Lambitu telah membuktikan bahwa mereka tidak kurang bersuara mereka hanya terlalu jujur dalam menyuarakan kebutuhan. Dan untuk itu, sistem justru menempatkan mereka di baris terbelakang. Ketika demokrasi tidak lagi bisa menjamin pemerataan, maka jalan rusak di Lambitu bukan hanya masalah infrastruktur, tapi wujud nyata ketidakadilan yang telah dilembagakan.
Yang membuat ironi ini semakin dalam adalah bagaimana pemerintah daerah terus menggaungkan prinsip “pembangunan berbasis aspirasi” di ruang publik, sembari menutup mata pada wilayah yang justru paling konsisten menyuarakan aspirasi itu. Musrenbang yang semestinya menjadi instrumen koreksi dan komitmen demokratis telah berubah menjadi panggung repetisi frustasi rakyat Lambitu. Warga yang datang dengan harapan pulang dengan kekecewaan. Proposal yang disusun dengan ketelitian dijawab dengan pengabaian sistemik. Tahun berlalu, tetapi jalan tetap tak kunjung disentuh.
Pemerintah Kabupaten Bima dan DPRD-nya secara sadar membiarkan Lambitu terperosok dalam skema marginalisasi anggaran. Bukan karena tidak mampu membangun, tetapi karena mereka memilih untuk membangun di tempat lain di tempat yang menjanjikan imbal balik suara dan citra politik. Jumlah penduduk dan lokasi geografis dijadikan dalih untuk menjauhkan Lambitu dari akses pembangunan, padahal justru kondisi itu mestinya memicu kebijakan afirmatif. Bukankah mandat pemerataan menuntut prioritas pada yang paling rentan?

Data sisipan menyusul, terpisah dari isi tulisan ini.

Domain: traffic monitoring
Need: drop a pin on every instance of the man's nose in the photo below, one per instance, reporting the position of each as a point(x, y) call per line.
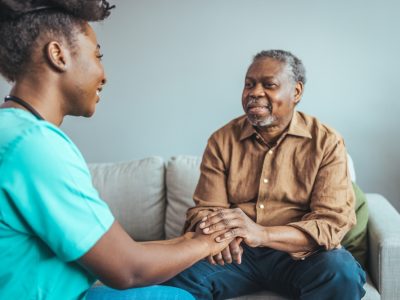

Lambitu terperangkap dalam logika pemetaan politik yang hanya menghargai suara yang bisa dikonversi menjadi kekuasaan. Maka wajar jika infrastruktur di sana dianggap sebagai beban, bukan sebagai kebutuhan rakyat. Padahal, setiap ruas jalan yang hancur adalah penolakan terang-terangan terhadap kehadiran negara di ruang-ruang yang tidak populer. Setiap genangan lumpur bukan hanya bahaya bagi pengendara, tapi juga simbol dari bagaimana kekuasaan menenggelamkan hak dasar masyarakat.
Narasi pembiaran ini tidak lahir dari ketidaksengajaan, tapi dari perencanaan politik yang dingin dan terukur. Ketika sistem hanya mendengarkan suara mayoritas dan menolak kebutuhan minoritas, maka demokrasi telah digantikan oleh algoritma elektoral. Lambitu bukan korban ketidaktahuan, tetapi korban dari pilihan kekuasaan yang mendefinisikan penting-tidaknya sebuah wilayah melalui bilangan suara.
Pemerintah boleh terus bicara soal pemerataan pembangunan. Tapi selama jalan di Lambitu tetap rusak, maka satu hal menjadi jelas: suara rakyat tidak otomatis menjadi keputusan politik. Dalam kasus Lambitu, suara mereka dijadikan latar, bukan isi. Dan selama hal ini dibiarkan, pembangunan hanya menjadi proses penghias kekuasaan bukan perbaikan kehidupan.